1) no plan survives first encounter with the enemy.  Parsoid was going to
be simpler than the PHP parser, Parsoid was going to be written in PHP,
then C, then prototyped in JS for a later implementation in C, etc.  It has
varied over time as we learned more about the problem.  It is currently
written in node.js and probably is at least the same order of complexity as
the existing PHP parser.  It is, however, built on slightly more solid
foundations, so its behavior is more regular than the PHP parser in many
places -- although I've been submitting patches to the core parser where
necessary to try to bring them closer together.  (c.f.
https://gerrit.wikimedia.org/r/180982 for the most recent of these.)  And,
of course, Parsoid emits well-formed HTML which can be round-tripped.

In many cases Parsoid could be greatly simplified if we didn't have to
maintain compatibility with various strange corner cases in the PHP parser.
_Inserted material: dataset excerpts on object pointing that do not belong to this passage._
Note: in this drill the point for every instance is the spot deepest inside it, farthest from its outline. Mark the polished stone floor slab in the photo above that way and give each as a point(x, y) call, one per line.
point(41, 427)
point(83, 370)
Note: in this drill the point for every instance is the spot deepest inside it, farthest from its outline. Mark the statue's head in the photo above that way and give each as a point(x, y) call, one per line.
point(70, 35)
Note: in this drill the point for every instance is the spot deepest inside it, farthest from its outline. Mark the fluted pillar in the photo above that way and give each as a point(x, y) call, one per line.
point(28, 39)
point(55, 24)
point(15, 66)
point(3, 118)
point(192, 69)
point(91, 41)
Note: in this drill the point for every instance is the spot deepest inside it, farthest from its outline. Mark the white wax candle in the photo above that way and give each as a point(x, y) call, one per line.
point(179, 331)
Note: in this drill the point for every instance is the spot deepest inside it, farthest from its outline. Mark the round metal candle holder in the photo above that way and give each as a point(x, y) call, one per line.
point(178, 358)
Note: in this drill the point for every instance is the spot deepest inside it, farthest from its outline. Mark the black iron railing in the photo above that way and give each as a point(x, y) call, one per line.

2) Parsoid contains a partial implementation of the PHP expandtemplates
module.  It was decided (I think wisely) that we didn't really gain
anything by trying to reimplement this on the Parsoid side, though, and it
was better to use the existing PHP code via api.php.  The alternative would
be to basically reimplement quite a lot of mediawiki (lua embedding, the
various parser functions extensions, etc) in node.js.  This *could* be done
-- there is no technical reason why it cannot -- but nobody thinks it's a
good idea to spend time on right now.

But the expandtemplates stuff basically works.   As I said, it doesn't
contain all the crazy extensions that we use on the main WMF sites, but it
would be reasonable to turn it on for a smaller stock mediawiki instance.
In that sense it *could* be a full replacement for the Parser.
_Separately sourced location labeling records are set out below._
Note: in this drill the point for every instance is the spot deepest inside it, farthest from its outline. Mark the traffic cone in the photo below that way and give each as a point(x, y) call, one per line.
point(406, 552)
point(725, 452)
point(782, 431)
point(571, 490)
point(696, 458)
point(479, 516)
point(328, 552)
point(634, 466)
But note that even as a full parser replacement Parsoid depends on the PHP
API in a large number of ways: imageinfo, siteinfo, language information,
localized keywords for images, etc.  The idea of "independence" is somewhat
vague.
   --scott


On Mon, Jan 19, 2015 at 11:58 PM, MZMcBride <z...@mzmcbride.com> wrote:

Matthew Flaschen wrote:
On 01/19/2015 08:15 AM, MZMcBride wrote:
And from this question flows another: why is Parsoid
calling MediaWiki's api.php so regularly?
I think it uses it for some aspects of templates and hooks.  I'm sure
the Parsoid team could explain further.
I've been discussing Parsoid a bit and there's apparently an important
distinction between the preprocessor(s) and the parser. Though in practice
I think "parser" is used pretty generically. Further notes follow.
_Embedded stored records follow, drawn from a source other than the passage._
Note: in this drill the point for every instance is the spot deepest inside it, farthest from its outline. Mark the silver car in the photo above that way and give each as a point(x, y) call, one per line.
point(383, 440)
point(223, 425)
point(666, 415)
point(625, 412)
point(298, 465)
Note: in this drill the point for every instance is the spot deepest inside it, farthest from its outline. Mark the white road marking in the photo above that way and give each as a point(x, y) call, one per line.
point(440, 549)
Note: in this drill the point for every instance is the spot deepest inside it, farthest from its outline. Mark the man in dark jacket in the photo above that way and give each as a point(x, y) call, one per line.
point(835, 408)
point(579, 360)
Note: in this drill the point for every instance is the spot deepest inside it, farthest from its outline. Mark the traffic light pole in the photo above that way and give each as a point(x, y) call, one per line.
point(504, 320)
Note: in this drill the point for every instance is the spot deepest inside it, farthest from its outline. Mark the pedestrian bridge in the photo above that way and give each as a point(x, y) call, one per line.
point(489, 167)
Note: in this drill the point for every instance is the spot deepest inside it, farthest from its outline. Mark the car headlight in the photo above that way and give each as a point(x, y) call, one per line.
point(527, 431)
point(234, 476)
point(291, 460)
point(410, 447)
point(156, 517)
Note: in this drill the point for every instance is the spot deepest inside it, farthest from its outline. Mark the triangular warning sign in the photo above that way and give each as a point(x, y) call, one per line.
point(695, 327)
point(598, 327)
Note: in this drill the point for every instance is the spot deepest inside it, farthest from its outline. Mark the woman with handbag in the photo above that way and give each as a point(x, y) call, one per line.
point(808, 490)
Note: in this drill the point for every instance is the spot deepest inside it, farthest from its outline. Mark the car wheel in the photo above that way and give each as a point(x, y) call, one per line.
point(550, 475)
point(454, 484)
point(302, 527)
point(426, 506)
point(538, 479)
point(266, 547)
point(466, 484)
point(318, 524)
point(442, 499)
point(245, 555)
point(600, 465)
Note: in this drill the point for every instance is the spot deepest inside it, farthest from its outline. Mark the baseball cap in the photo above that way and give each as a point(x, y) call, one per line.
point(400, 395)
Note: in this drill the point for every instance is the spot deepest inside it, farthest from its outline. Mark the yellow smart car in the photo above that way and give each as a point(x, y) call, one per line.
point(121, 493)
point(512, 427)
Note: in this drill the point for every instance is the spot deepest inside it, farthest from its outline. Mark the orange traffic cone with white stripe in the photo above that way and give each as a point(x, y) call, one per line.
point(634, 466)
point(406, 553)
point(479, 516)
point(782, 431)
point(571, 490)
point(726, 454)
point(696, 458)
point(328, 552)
I'm told in Parsoid, <ref> and {{!}} are special-cased, while most other
parser functions require using the expandtemplates module of MediaWiki's
api.php. As I understand it, calling out to api.php is intended to be a
permanent solution (I thought it might be a temporary shim).

If the goal was to just add more verbose markup to parser output, couldn't
we just have done that (in PHP)? Node.js was chosen over PHP due to
speed/performance considerations and concerns, from what I now understand.

The view that Parsoid is going to replace the PHP parser seems to be
overly simplistic and goes back to the distinction between the parser and
preprocessor. Full wikitext transformation seems to require a preprocessor.